Troubled bank’s founder to retire

The founder of Lynnwood’s City Bank will hand over control of the day-to-day operations at the end of 2009, a year which has proved troublesome for the bank.

Conrad Hanson, 67, who serves as City Bank’s chairman, president and CEO, announced Tuesday that he will retire at the end of this year. City Bank’s board named Martin L. Heimbigner, 51, as Hanson’s successor.

Like many community banks in Snohomish County, City Bank has felt the sting of the downturn in residential housing. The bank recorded a $60.8 million loss in 2008 and has lost $66.34 million through the third quarter of 2009. Federal and state authorities issued City Bank a cease and desist order in July, signalling the bank would be under close scrutiny by regulators.

City Bank’s board of directors also elected James Carroll, 58, to serve as chief credit officer. Carroll already acts as City Bank’s executive vice president and is a board member.

Hanson, who has spent nearly 46 years in banking, founded City Bank in 1974. He will continue to serve as chairman of City Bank’s board until the bank’s annual shareholders’ meeting in May. Hanson expressed confidence in Heimbigner in a statement released late Tuesday.

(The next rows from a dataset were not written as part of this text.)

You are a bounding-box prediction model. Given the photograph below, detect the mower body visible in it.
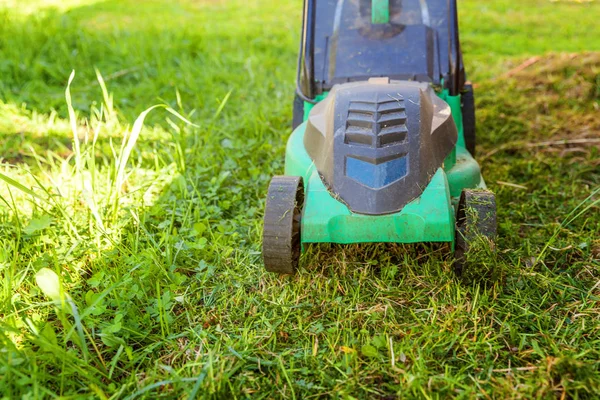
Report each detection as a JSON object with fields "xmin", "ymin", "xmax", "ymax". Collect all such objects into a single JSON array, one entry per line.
[{"xmin": 263, "ymin": 0, "xmax": 495, "ymax": 273}]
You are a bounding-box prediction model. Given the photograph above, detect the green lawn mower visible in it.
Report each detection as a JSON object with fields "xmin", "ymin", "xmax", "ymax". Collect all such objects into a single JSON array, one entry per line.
[{"xmin": 263, "ymin": 0, "xmax": 496, "ymax": 274}]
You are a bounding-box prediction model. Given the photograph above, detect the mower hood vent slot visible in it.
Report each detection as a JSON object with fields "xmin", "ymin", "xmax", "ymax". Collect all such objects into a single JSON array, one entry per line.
[{"xmin": 345, "ymin": 97, "xmax": 408, "ymax": 148}]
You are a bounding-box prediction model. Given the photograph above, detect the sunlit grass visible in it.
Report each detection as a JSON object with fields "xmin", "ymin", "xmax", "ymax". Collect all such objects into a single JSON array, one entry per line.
[{"xmin": 0, "ymin": 0, "xmax": 600, "ymax": 399}]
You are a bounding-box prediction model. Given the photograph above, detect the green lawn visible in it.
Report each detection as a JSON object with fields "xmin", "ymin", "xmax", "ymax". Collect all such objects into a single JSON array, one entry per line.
[{"xmin": 0, "ymin": 0, "xmax": 600, "ymax": 399}]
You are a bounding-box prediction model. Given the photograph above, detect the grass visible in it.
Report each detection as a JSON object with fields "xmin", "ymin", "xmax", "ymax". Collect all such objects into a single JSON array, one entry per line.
[{"xmin": 0, "ymin": 0, "xmax": 600, "ymax": 399}]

“Marty has worked closely with me on a full-time basis over the past year as we have dealt with the bank’s challenges,” Hanson said.

City Bank has been selling roughly $20 million to $30 million of residential housing monthly. Through Dec. 18, the bank has sold 1,145 homes and lots worth over $334 million. Heimbigner will be responsible for implementing the plan for the bank with federal and state regulators.

“As the bank’s largest shareholder, I am fully supportive of (Heimbigner’s and Carroll’s) ability to profitably lead the bank in the future,” Hanson said. “As a part of that we are working on a capital raise and I have committed to invest an additional $3 million into that effort.”